Fatal como o destino. Começam os dias a crescer em tamanho e leveza e os passarinhos a chilrear desalmadamente e começamos nós a sentir o chamamento do caminho.
Esta foi a quarta vez que voltamos ao caminho de Santiago. O português já o sabemos de cor por isso este ano decidimos fazer parte do caminho primitivo, por ser o itinerário jacobeu dos primeiros peregrinos, o primeiro de todos os caminhos, e por atravessar paisagens deslumbrantes, quase intocadas pelo homem.
É uma sensação estranha, ter que viajar um dia e pouco, em quatro comboios e uma mini camioneta para chegar a um pueblo distante e então começar o caminho. Fonsagrada foi o nosso ponto de partida numa manhã de frio cortante e horizonte coberto de névoa.
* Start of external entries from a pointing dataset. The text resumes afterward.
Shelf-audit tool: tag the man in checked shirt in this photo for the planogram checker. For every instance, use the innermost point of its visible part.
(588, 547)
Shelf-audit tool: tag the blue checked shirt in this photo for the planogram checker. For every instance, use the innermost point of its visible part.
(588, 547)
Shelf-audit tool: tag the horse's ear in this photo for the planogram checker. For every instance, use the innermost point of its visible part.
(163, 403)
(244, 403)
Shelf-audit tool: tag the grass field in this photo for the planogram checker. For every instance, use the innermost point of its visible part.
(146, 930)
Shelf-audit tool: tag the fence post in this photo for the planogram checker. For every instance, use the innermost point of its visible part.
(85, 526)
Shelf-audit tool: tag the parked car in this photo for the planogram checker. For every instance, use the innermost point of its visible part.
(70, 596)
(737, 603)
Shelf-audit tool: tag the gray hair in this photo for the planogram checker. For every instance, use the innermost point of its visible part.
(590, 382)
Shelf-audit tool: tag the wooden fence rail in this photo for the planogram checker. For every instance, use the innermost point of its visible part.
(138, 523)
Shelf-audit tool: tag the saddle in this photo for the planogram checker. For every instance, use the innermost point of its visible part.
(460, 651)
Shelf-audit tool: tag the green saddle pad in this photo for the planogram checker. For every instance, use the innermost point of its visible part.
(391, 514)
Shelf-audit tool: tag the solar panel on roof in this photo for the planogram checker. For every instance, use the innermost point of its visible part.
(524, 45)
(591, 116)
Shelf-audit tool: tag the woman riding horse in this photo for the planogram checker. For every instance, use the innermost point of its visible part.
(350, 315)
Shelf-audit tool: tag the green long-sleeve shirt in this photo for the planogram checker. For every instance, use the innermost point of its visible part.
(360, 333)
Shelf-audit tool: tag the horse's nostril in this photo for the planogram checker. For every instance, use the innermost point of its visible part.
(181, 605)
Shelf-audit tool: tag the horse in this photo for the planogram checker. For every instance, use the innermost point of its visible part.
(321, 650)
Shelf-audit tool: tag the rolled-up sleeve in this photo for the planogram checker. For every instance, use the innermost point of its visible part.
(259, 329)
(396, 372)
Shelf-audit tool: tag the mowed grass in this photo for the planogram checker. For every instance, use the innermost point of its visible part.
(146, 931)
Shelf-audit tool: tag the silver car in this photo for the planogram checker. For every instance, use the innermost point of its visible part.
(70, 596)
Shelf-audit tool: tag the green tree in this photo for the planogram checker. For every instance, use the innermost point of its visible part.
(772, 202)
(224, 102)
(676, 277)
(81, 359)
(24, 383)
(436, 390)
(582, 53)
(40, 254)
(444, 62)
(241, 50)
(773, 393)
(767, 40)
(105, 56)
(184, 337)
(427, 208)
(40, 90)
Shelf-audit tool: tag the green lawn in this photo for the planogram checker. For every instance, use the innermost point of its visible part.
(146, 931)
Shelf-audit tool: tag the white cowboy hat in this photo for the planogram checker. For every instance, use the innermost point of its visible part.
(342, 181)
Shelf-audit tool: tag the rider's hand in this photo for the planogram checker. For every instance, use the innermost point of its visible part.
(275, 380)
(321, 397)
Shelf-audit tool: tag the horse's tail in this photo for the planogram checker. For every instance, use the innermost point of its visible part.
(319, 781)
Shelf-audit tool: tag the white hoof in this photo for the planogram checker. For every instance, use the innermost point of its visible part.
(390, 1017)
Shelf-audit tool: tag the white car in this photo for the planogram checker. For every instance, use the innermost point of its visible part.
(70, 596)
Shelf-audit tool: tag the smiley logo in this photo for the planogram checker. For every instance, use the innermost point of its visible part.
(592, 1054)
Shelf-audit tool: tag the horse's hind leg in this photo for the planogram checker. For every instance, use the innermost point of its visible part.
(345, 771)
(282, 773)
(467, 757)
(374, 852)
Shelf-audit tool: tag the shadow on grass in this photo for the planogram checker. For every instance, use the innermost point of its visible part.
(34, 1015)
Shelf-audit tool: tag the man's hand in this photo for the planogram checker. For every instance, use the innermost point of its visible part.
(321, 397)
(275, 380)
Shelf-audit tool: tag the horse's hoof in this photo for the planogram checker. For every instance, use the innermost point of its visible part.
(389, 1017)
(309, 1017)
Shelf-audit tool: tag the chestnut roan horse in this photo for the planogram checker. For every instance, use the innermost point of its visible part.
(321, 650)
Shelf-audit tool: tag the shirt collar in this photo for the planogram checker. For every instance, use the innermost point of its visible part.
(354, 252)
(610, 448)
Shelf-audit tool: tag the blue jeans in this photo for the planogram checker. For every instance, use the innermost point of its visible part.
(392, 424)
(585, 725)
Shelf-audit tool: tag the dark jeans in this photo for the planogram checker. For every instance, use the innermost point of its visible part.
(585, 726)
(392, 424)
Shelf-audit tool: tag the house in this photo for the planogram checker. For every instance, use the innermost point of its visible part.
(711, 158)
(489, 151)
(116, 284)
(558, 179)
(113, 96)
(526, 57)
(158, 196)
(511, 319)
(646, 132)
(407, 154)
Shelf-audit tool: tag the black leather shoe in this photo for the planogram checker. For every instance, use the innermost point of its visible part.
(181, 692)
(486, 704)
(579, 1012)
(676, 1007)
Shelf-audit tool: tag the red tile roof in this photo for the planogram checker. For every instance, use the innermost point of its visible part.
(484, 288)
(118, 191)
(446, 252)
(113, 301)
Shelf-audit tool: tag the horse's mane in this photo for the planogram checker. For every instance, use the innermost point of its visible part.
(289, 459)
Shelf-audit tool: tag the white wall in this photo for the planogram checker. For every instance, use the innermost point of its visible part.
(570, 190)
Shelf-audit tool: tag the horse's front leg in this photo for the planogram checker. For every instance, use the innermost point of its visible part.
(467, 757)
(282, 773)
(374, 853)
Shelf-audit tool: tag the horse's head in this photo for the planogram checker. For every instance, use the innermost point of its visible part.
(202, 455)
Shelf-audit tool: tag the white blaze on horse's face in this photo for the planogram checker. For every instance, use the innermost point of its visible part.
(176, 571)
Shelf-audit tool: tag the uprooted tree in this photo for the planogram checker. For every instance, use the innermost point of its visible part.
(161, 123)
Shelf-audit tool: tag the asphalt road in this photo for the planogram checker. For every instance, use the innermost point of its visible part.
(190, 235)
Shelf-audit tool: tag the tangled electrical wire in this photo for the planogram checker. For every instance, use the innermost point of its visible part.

O caminho de Fonsagrada a Cádavo Baleira apanha muita estrada e mesmo com algumas descidas aos campos que a contornam, o cinza do asfalto aborrece e impõe limites ao olhar que quer liberdade para chegar bem longe. Mas depois, depois é o verde sem fim. Matas, carvalhais com folhas ainda tenras que à distância parecem tufos de muitas cores, campos ondulantes forrados de ervas e flores viçosas e por todo o lado, urtigas, muitas urtigas. E só para nos lembrar que para além de ser de Deus esta terra também é dos homens, aqui e ali vão brotando da paisagem pueblos pequenos feitos de xisto.
Em Lugo vimos um pouco do lindíssimo centro histórico, tanto quanto o cansaço dos cerca de 30 km feitos nos permitiu. Ficou a vontade de conhecer melhor toda a história que a muralha romana com quase 2000 anos guarda, com mais tempo e disposição.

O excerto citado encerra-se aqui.